- 1. Every Agent Starts as a Loop
- 2. Gear up Your Agent
- 3. Pack the Conversation And Carry On
- 4. Beyond the CLI
- 5. Many of Them
- 6. Agents are Running, Your are Sleeping
- 7. More Context! More Context!
All code snippets and working code bases are available at this repo.
Save the Conversation
You and your agent had a great conversation. And you kill the shell. Too bad it doesn't remember any of it.
The solution is simple enough, just save session metadata and messages to disk. And it can end up something like below.
.history/
├── index.jsonl # Session metadata
└── sessions/
└── {session_id}.jsonl # Messages (one file per session)
And corresponding methods to operate on it.
class HistoryStore:
def create_session(self, agent_id: str, session_id: str) -> dict:
"""Create a new conversation session."""
def save_message(self, session_id: str, message: HistoryMessage) -> None:
"""Save a message to history."""
def get_messages(self, session_id: str) -> list[HistoryMessage]:
"""Get all messages for a session."""
Context Windows: The Hidden Limit
LLMs have limits. Even with 200k (just became 1M at the moment I am writing this piece) token context windows, you'll hit them. All conversation messages, tool call request response, they all add up. LLM will refuse to handle them eventually.
The solution is compaction, summarize old messages, keep the signal, drop the noise.
Compaction: Pack and Carry On
To be defensive, we apply two layer of protection.
- Summarize — Ask LLM to condense old messages into a summary (expensive, preserves gist).
- Truncate — Cut down oversized tool outputs first (cheap, no LLM call). This solve the edge case that the last tool call return a huge result bloat up context directly, leaving entire context in a dead state.
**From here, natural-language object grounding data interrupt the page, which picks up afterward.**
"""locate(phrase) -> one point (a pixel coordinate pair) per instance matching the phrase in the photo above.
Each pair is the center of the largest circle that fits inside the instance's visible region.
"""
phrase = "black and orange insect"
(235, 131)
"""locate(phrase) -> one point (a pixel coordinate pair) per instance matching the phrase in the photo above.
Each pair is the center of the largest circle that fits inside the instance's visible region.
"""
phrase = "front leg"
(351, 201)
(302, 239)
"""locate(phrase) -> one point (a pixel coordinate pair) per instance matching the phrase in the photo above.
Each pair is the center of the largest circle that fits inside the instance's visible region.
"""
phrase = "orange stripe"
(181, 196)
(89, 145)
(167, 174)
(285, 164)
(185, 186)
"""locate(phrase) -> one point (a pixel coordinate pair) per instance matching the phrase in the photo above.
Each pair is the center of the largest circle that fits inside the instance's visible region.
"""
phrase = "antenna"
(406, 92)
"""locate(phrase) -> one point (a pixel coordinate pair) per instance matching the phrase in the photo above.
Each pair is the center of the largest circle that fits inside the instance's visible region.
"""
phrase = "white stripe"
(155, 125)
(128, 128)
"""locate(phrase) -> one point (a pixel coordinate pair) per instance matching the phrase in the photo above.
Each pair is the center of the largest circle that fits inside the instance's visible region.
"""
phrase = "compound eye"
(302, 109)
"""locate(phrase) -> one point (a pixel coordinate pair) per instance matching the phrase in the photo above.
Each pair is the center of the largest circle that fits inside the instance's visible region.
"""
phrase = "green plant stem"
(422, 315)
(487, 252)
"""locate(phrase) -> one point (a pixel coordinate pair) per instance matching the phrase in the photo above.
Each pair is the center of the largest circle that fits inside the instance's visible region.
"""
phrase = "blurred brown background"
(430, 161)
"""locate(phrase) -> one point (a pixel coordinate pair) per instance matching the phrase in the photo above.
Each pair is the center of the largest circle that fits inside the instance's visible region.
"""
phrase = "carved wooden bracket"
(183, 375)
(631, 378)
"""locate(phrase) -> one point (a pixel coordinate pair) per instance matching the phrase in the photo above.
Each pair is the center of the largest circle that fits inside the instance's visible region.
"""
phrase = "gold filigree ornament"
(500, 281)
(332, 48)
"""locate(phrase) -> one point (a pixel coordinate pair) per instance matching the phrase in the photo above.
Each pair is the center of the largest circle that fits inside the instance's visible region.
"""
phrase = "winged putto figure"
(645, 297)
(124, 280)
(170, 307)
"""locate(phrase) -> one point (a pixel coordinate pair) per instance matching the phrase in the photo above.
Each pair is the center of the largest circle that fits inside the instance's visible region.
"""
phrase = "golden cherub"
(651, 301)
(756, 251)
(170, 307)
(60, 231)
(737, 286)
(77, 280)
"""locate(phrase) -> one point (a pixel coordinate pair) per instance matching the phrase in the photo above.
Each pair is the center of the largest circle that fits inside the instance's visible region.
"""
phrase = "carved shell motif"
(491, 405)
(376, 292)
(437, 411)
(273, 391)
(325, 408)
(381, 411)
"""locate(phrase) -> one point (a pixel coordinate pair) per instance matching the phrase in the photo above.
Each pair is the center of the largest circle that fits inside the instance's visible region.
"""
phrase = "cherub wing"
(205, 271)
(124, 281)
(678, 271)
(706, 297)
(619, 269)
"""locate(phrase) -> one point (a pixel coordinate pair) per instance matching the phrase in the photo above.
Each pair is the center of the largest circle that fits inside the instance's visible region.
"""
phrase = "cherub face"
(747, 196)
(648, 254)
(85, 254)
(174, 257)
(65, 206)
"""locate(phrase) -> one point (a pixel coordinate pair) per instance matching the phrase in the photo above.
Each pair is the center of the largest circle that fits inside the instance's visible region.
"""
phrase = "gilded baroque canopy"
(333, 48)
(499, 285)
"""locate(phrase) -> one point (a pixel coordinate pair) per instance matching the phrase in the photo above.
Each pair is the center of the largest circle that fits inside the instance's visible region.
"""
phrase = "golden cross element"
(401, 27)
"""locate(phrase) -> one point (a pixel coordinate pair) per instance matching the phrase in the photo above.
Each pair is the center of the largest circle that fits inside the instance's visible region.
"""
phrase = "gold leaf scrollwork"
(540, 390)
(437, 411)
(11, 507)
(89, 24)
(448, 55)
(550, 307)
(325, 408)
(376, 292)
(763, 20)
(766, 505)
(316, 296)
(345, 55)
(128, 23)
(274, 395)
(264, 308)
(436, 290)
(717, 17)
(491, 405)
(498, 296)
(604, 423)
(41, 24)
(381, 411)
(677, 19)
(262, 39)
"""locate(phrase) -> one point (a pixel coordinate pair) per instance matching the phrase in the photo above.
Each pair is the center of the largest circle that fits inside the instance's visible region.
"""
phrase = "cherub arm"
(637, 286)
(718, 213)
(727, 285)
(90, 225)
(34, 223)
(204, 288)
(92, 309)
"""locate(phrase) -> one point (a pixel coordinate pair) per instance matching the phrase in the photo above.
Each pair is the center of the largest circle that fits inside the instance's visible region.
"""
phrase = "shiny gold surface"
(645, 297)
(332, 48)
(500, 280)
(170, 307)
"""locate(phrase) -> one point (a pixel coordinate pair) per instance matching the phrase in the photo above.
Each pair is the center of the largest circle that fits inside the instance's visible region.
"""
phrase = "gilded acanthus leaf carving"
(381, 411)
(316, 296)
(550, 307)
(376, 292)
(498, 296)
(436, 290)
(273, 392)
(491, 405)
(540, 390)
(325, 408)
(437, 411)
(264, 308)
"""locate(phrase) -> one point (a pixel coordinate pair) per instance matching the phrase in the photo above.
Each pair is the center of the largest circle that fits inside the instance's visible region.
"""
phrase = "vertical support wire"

async def check_and_compact(self, state: SessionState) -> SessionState:
if self.estimate_tokens(state) < self.token_threshold:
return state
# Stage 1: truncate large tool results
state.messages = self._truncate_large_tool_results(state.messages)
if self.estimate_tokens(state) < self.token_threshold:
return state
# Stage 2: summarize old messages
return await self._compact_messages(state)
The Trade-off
Same as human beings can't remember exactly what happened a year ago, the model loses nuance after compaction. You're balancing memory against token cost.
The example repo implements /context to monitor usage and /compact to manually trigger when needed.
Context management is the difference between a demo and a product.